Data acquisition by mass spectrometry can be achieved by Data-Dependent Acquisition (DDA), Data Independent Acquisition (DIA), and Targeted Data Acquisition (TDA). In DDA, a defined number of precursor ions from the full scan are selected for fragmentation based on predetermined settings, such as precursor intensity and charge state. In DIA, however, the instrument acquires a full MS spectrum followed by a series of sequential MS/MS spectra of predefined isolation windows that subdivide a larger m/z region. One of the methods by which DIA data is processed uses a targeted data extraction strategy. This strategy uses the highly specific fragment ion maps in a spectral library as the basis for qualitatively and quantitatively mining DIA data sets. In contrast to DDA, in TDA, a list of precursor peptide ions are selected for fragmentation followed by detection of a few (Selected/Multiple Reaction Monitoring, SRM/MRM) or most (Parallel Reaction Monitoring, PRM) major product ions. The precursor peptide ions are measured in predefined m/z and retention time windows and they must be unique to the targeted protein.

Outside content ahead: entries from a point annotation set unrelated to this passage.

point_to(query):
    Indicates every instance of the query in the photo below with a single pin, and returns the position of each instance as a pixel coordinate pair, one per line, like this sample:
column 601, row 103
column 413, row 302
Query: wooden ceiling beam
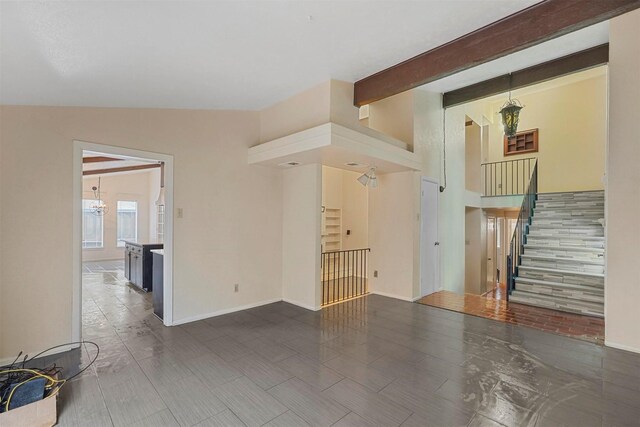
column 539, row 23
column 583, row 60
column 99, row 159
column 122, row 169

Schematic Depictions of SRM, PRM, and DIA Analyses: In SRM a target precursor peptide ion is isolated in the Q1 quadrupole and then fragmented in q2. Specific, pre-selected product ions (typically three) are then detected and analyzed in Q3. In PRM , a target precursor peptide ion is again isolated in the Q1 quadrupole and then fragmented in q2. All fragment ions from the target peptide ion are then monitored and analyzed in the High Resolution/Accurate Mass (HR/AM) Q3 Orbitrap. In DIA all peptide ions within a defined mass-to-charge (m/z) window are isolated in Q1 and then fragmented together in q2. The highly complex mixture of all product ions are then analyzed by an Orbitrap HR/AM mass analyzer. The analysis is repeated until the full m/z range has been covered in a stepwise fashion. (Adapted from Shi et al (2016) Proteomics 16:2160-2182 with permission)

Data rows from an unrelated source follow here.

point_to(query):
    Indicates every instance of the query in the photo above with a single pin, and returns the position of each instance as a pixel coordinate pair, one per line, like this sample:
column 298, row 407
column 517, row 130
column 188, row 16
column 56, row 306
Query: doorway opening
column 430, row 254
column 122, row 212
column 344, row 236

While both SRM and PRM have similar sensitivity, linearity, dynamic range, precision, and quantitative reproducibility; PRM has several advantages as compared to SRM. Since PRM does not require prior selection of transitions (i.e., precursor/product ions); it is relatively easier to build a PRM assay. In addition, with a >200 fold increase in mass resolution and an approximately 50-fold increase in mass accuracy, PRM provides greatly increased selectivlty and confidence in peptide identification. Finally, while SRM assays typically monitor three transitions/peptide, a full MS/MS spectra is acquired in PRM that enables all of the observed product ions to be used to confirm the identity of and to quantify the target peptide.


In addition to developing custom assays to quantify target biomarker proteins and their post-translational modifications, the Yale/NIDA Neuroproteomics Center also has developed rat/mouse:

  • PRM assay for 50 proteins that include 47 proteins that are enriched on going from synaptosomal to a more highly purified PSD fraction
  • DIA assay for 2134 PSD proteins that will provide a nice complement to the PRM assay
as described in more detail in Wilson et al, 2019.